🤖 AI Summary
This work addresses the lack of theoretical convergence guarantees for subsampled natural gradient descent (SNGD) and its accelerated variant SPRING in strongly convex quadratic optimization. We establish the first rigorous framework for fast convergence analysis of both algorithms under least-squares and general strongly convex quadratic losses. By uncovering an exact equivalence between SNGD and the regularized Kaczmarz method—and leveraging tools from randomized linear algebra—we prove that SNGD achieves linear convergence under mild conditions. Moreover, we provide the first formal convergence guarantee for SPRING and theoretically validate its acceleration over SNGD. Our analysis bridges a fundamental theoretical gap for subsampled natural gradient–type methods in classical quadratic models, offering new insights into their empirical efficiency and laying a solid foundation for further theoretical development.
📝 Abstract
Subsampled natural gradient descent (SNGD) has shown impressive results for parametric optimization tasks in scientific machine learning, such as neural network wavefunctions and physics-informed neural networks, but it has lacked a theoretical explanation.
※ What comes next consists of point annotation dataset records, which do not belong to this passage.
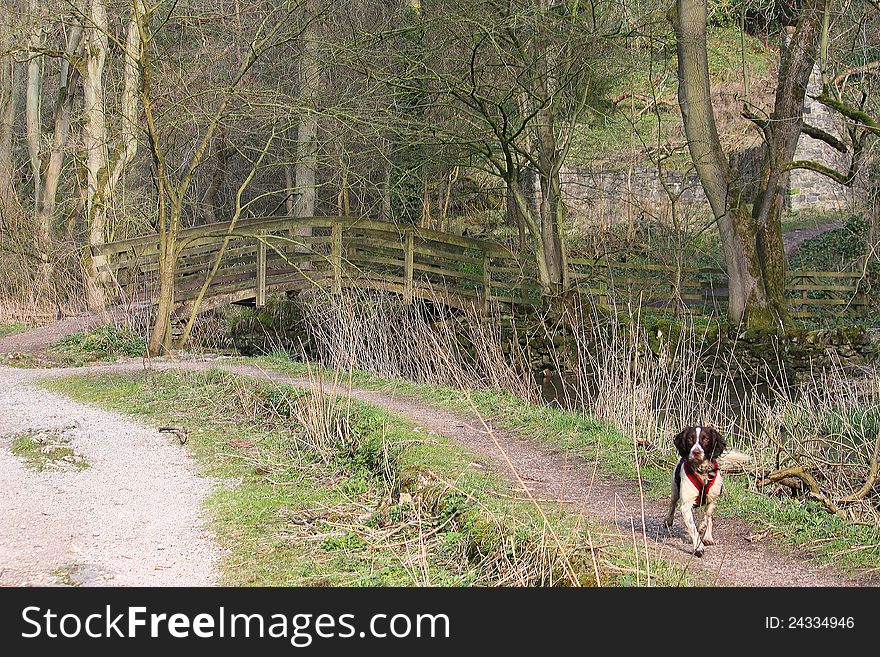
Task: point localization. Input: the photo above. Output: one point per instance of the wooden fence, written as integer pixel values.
(274, 254)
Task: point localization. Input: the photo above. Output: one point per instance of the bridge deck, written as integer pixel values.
(264, 255)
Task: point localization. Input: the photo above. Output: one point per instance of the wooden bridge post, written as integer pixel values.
(336, 256)
(408, 266)
(487, 284)
(261, 270)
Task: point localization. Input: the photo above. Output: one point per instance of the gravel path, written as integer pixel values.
(741, 558)
(132, 518)
(36, 340)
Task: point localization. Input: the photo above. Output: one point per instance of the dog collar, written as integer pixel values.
(701, 486)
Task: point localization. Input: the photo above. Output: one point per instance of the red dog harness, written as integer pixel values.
(702, 488)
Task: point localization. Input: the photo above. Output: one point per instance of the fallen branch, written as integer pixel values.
(797, 472)
(872, 476)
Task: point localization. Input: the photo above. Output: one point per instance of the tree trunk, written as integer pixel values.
(307, 130)
(61, 122)
(7, 106)
(752, 243)
(222, 154)
(552, 208)
(94, 138)
(33, 93)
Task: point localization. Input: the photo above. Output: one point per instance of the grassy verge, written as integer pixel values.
(98, 344)
(11, 328)
(806, 524)
(330, 492)
(44, 451)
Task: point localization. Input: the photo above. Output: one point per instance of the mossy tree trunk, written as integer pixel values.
(751, 234)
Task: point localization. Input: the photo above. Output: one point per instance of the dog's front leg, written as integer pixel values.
(687, 514)
(673, 504)
(706, 525)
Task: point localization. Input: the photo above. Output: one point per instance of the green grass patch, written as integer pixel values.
(826, 538)
(47, 451)
(329, 492)
(102, 343)
(11, 328)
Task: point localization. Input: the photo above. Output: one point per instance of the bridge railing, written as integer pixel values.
(269, 254)
(273, 254)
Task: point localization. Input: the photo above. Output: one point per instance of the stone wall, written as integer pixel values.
(612, 192)
(809, 190)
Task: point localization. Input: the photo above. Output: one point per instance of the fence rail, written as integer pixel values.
(260, 256)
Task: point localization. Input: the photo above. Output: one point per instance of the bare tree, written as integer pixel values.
(751, 236)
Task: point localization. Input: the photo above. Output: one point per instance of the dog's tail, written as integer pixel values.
(733, 461)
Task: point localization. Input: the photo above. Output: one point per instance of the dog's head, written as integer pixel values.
(699, 444)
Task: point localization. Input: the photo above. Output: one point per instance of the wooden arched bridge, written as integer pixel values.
(265, 255)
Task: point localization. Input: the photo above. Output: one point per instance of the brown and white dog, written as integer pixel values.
(697, 480)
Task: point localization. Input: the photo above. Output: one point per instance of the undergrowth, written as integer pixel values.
(322, 491)
(102, 343)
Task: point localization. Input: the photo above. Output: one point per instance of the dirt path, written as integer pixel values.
(739, 559)
(37, 340)
(132, 518)
(794, 238)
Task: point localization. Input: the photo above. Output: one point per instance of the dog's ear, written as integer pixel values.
(678, 441)
(718, 444)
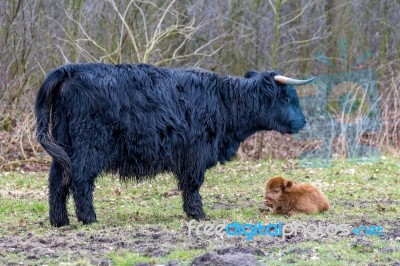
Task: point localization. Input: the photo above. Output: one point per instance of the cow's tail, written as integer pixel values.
(43, 109)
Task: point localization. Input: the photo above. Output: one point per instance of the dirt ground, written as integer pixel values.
(158, 242)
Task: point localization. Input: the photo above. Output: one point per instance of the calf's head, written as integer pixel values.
(275, 189)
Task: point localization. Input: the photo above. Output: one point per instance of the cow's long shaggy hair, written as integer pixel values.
(140, 120)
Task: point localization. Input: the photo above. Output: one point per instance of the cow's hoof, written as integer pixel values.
(201, 216)
(59, 223)
(88, 220)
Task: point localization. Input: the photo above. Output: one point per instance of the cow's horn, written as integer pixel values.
(290, 81)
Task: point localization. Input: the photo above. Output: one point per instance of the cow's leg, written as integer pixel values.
(58, 195)
(192, 205)
(85, 170)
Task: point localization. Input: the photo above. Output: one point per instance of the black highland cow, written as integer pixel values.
(141, 120)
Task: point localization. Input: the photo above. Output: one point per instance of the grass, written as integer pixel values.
(144, 224)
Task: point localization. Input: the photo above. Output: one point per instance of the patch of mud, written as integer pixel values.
(240, 256)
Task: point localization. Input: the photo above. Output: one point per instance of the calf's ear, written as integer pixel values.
(288, 184)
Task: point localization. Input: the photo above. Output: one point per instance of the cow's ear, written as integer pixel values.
(288, 184)
(251, 73)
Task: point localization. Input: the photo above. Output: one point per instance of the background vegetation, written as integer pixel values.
(299, 37)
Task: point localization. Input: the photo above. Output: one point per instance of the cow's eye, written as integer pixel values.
(286, 99)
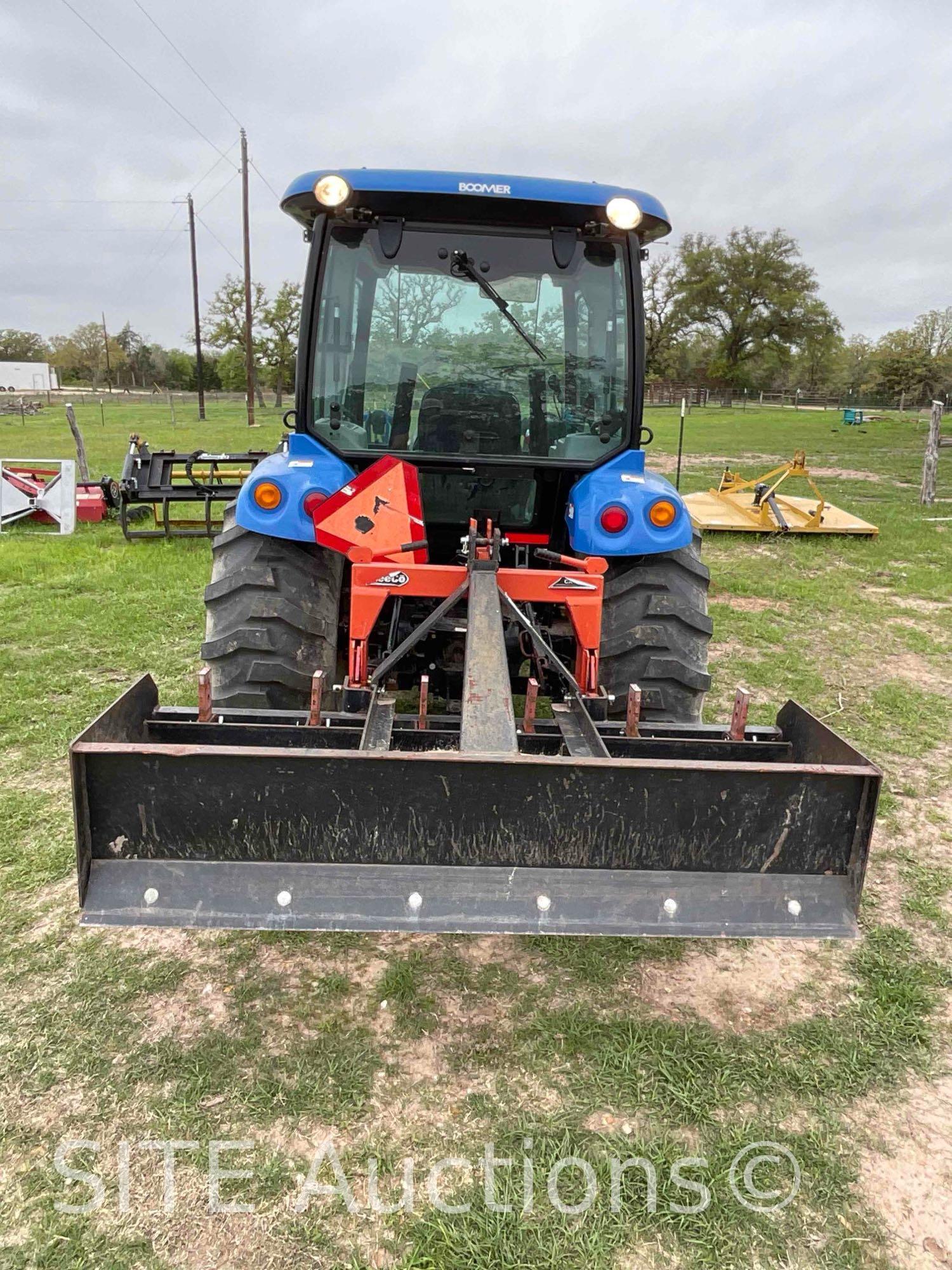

We address this gap by analyzing the convergence of SNGD and its accelerated variant, SPRING, for idealized parametric optimization problems where the model is linear and the loss function is strongly convex and quadratic. In the special case of a least-squares loss, namely the standard linear least-squares problem, we prove that SNGD is equivalent to a regularized Kaczmarz method while SPRING is equivalent to an accelerated regularized Kaczmarz method. As a result, by leveraging existing analyses we obtain under mild conditions (i) the first fast convergence rate for SNGD, (ii) the first convergence guarantee for SPRING in any setting, and (iii) the first proof that SPRING can accelerate SNGD. In the case of a general strongly convex quadratic loss, we extend the analysis of the regularized Kaczmarz method to obtain a fast convergence rate for SNGD under stronger conditions, providing the first explanation for the effectiveness of SNGD outside of the least-squares setting. Overall, our results illustrate how tools from randomized linear algebra can shed new light on the interplay between subsampling and curvature-aware optimization strategies.